Chennai, the hot and sultry capital of the Southern state of Tamilnadu in India has long been the epicenter of the Indian wind turbine industry.

The Centre for Wind Energy Technology (C-WET) of the Ministry Of Renewable Energy, the regulator is headquartered at Chennai and deals with all licensing and policy matters besides helping develop data for setting up wind farms.

It not only approves the manufacturing units that can set up plants in India but also tests and certifies the models that can be run in the wind farms.
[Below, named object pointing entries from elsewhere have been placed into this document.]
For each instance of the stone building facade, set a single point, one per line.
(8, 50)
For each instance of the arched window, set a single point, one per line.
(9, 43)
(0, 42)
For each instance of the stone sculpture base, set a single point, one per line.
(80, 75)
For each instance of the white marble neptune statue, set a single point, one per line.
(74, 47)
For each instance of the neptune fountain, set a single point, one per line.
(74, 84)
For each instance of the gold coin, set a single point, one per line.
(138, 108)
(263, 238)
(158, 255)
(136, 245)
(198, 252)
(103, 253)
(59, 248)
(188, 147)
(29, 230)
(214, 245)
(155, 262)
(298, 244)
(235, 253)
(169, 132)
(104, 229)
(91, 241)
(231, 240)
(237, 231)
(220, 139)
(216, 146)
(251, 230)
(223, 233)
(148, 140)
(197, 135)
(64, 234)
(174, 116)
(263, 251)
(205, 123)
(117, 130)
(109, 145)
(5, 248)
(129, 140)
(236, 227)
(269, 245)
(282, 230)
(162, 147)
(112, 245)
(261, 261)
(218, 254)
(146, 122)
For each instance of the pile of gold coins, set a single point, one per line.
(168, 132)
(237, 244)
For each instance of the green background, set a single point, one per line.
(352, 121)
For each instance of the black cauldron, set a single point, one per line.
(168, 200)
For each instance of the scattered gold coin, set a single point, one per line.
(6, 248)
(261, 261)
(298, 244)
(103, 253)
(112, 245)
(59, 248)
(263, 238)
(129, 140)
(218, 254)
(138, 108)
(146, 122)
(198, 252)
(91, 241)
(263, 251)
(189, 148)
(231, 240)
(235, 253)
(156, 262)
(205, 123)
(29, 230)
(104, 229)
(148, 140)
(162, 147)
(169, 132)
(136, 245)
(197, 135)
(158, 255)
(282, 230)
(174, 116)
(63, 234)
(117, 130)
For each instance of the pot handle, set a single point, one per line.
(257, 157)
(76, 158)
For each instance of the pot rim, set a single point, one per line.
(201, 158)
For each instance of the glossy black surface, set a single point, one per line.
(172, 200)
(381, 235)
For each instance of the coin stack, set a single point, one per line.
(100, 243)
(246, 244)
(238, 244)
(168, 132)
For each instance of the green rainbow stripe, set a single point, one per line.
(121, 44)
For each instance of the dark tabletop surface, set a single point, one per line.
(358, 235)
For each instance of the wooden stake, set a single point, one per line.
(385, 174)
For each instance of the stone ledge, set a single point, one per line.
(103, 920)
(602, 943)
Unlike China, which has hundreds of 49.5 megawatt (MW) or smaller units which are outside the purview of the China's National Energy Bureau, India's wind energy sector is closely regulated with less than two dozen approved manufacturers and every project individually cleared.

However, it is not only the presence of the regulator or the long coastal belt conducive to wind farms that cause the major manufacturers set up their production units in the southern state of Tamilnadu. The state is also the home to the manufacturing and the component sector of the automobile, textile, energy and the computer industry.

Foreign manufacturing heavyweights from Switzerland, Germany, US, Japan and Korea compete with large and medium Indian private sector units to provide a good mix of quality and volume.

The wind farm majors take advantage of this high quality infrastructure and skilled manpower availability in the industrial estates of Chennai, Coimbatore, Trichy, Hosur and Mangalore to set up their own manufacturing plants.

RE Power AG of Germany, now owned by India's Suzlon Energy, plans to open an export oriented unit at Mangalore for its 2MW turbines catering to the markets of US, Canada, Australia, New Zealand and Brazil.

Whereas the rotor blades will be manufactured at Mangalore, the generators and control systems will be sourced from nearby Coimbatore. The gear box will be sourced from Belgium's Hansen Transmission plant at Coimbatore.

Hansen set up a fully integrated 65,000-square-meter manufacturing unit in the Coimbatore SEZ in 2008 to manufacture 1500 to 2000 units of heavy duty gear boxes per annum suitable for wind turbines of 1.5 MW to 3 MW.

The area already had several large and well established gear box manufacturers like Shanti Gears and MM Gears, and a dependable ancillary base of casting suppliers and forging and machining units.

The Southern manufacturing hub also has several other plants of Suzlon making rotor blades, nacelles, nacelle covers, nose cones, braking systems and towers besides production units of other turbine manufacturers like Vestas of Denmark, Gamesa of Spain, and Enercon of Germany.

Another vibrant manufacturing hub for wind turbine makers is in the western coastal state of Gujarat known for its investor friendly policy and industrial prowess.

The state has a unique 20-year power purchase policy agreement for wind farms at a rate of Rs 3.5 (USD0.0788) per unit of power and a reputation for paying power producers on time unlike Tamilnadu where arrears of over 6 months are hurting the wind farms.